Activision Wins Lawsuit Pursued By AM General In Regards To Humvee’s Being Portrayed In Call Of Duty
Credit: Call of Duty via YouTube

Chasing obscure laws around courtrooms by over-educated silver-spooners has got to be one of the most arbitrary and dull facets of modern life that keeps a thorn in the side of society. From patent trolling, where teams of lawyers bully small companies over drawn-out battles that bring the small company to financial ruin, to massive publishers searching for mods they don’t like to bring a legal smackdown to some guy in a living room, it’s a frankly baroque reference at best. None the less, we all adhere to the laws and agreements of various courts that make political corruption look like child play, but it’s important to pause for a moment and take note when a decision comes from courts that isn’t monumentally idiotic.

The celebration today isn’t necessarily regarding a victory for citizens, but it is a surprisingly fresh result between two companies with too much time and money on their hands.

AM General has been pursuing Activision, developers behind the near-annual Call of Duty franchise that portrays war as soldiers all on speed with various facial hair lengths, over the inclusion of Humvee’s in the Call of Duty franchise. This was arguably an important case for the video game industry to win, however; imagine not being able to use any real weapons without developers cutting weapon manufacturers a check, or jets and helicopters not existing in their current form.

Battlefield wouldn’t have an F-22, they would have a make-believe jet that would (of course) be wildly different than what Lockheed Martin pushes in their multinational arms-deals so various nations can blow the snot out of each other.

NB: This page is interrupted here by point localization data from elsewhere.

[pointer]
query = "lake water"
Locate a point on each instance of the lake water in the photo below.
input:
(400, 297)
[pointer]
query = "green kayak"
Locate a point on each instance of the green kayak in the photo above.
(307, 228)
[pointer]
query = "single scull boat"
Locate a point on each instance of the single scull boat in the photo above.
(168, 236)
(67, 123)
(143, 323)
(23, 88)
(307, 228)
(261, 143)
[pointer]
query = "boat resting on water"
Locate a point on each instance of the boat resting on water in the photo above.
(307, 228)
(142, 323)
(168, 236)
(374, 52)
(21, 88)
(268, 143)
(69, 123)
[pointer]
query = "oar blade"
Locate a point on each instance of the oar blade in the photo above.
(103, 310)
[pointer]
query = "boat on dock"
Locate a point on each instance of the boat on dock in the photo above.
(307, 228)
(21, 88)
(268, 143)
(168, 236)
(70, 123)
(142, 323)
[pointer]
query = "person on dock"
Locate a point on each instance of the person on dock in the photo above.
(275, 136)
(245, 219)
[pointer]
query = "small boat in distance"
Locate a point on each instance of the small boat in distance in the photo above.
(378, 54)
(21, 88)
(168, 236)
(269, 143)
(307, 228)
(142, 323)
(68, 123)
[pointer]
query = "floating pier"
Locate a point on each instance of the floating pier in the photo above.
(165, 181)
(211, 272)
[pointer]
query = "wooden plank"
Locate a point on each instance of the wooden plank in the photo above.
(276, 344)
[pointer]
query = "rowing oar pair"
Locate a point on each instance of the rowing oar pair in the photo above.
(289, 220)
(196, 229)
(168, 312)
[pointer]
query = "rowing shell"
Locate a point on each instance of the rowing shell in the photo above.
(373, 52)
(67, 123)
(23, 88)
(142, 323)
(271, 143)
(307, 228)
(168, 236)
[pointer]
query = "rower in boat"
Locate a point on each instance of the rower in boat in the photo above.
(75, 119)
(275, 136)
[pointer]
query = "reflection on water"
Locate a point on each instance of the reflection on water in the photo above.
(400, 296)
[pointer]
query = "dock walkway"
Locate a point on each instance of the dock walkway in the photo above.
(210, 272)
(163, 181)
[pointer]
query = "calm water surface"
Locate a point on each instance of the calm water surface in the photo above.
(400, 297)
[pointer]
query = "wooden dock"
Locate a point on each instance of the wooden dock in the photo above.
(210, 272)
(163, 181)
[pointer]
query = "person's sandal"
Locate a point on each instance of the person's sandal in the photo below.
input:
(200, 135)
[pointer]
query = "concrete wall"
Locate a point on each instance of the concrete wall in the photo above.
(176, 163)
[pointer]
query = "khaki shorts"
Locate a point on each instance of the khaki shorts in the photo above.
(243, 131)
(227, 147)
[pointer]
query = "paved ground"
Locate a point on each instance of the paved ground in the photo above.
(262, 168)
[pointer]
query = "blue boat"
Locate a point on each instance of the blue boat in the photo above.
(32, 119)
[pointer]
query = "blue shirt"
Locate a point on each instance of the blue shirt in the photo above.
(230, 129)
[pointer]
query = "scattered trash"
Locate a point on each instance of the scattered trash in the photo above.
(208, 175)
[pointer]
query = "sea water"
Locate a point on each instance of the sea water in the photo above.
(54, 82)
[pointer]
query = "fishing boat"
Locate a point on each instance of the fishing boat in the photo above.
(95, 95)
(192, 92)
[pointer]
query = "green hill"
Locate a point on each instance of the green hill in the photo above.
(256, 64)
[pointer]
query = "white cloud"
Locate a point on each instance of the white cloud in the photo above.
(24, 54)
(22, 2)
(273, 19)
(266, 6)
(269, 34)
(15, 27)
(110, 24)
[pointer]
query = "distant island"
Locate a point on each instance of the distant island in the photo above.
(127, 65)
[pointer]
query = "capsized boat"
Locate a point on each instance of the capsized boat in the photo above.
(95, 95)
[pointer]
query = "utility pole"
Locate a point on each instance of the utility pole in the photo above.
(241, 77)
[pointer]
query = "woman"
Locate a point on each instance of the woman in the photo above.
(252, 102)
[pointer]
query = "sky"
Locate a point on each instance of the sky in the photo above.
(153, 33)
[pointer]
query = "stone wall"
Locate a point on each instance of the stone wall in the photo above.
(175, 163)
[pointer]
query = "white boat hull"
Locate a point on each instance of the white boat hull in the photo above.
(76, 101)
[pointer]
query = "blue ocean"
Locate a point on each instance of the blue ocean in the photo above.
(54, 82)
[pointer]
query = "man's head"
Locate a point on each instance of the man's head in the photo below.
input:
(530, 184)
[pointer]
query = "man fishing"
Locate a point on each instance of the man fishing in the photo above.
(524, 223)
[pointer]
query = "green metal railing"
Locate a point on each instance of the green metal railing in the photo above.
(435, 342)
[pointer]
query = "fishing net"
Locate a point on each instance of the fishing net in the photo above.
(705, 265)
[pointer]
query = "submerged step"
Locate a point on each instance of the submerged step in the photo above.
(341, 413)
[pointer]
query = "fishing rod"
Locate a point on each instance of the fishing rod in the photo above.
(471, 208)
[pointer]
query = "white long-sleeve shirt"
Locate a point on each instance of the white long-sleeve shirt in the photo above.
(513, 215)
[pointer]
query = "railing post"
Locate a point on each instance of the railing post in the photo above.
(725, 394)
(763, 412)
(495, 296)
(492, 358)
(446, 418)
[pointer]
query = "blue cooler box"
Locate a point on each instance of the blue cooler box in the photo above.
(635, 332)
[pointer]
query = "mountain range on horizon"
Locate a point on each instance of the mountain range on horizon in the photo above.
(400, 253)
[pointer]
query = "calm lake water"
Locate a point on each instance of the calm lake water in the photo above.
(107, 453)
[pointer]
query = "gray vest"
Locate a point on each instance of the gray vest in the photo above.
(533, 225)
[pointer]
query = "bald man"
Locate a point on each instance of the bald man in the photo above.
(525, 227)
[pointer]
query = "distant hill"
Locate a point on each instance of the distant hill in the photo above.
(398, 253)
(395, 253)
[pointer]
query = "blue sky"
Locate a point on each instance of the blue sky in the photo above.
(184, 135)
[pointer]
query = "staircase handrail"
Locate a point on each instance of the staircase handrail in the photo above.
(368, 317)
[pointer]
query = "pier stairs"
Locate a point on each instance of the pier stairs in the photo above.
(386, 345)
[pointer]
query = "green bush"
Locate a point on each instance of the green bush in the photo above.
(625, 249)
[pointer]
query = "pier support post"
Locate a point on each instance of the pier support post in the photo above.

It was frankly a grim reality that was proposed for fans of military sims, and Activision (of all developers) was at the forefront of the battle.

We’ll bypass most precedential cases that can make anyone temporarily experience narcolepsy; Activision won the case with a New York federal judge presiding, which makes for one of the surprisingly few cases where an industry can win against a military supplier.

Humvee’s can safely be used not only in Call of Duty but many other titles and pieces of media as a portrayal of modern military life. It sets the precedent that other militaristic manufacturers can have their likeliness portrayed.

Granted, there’s still a lot more hoops and courts that AM General can force Activision to hop through, so the battle might not be entirely over just yet. If the case ends up in front of the supreme court, we’re likely not looking too healthy in the military sim department.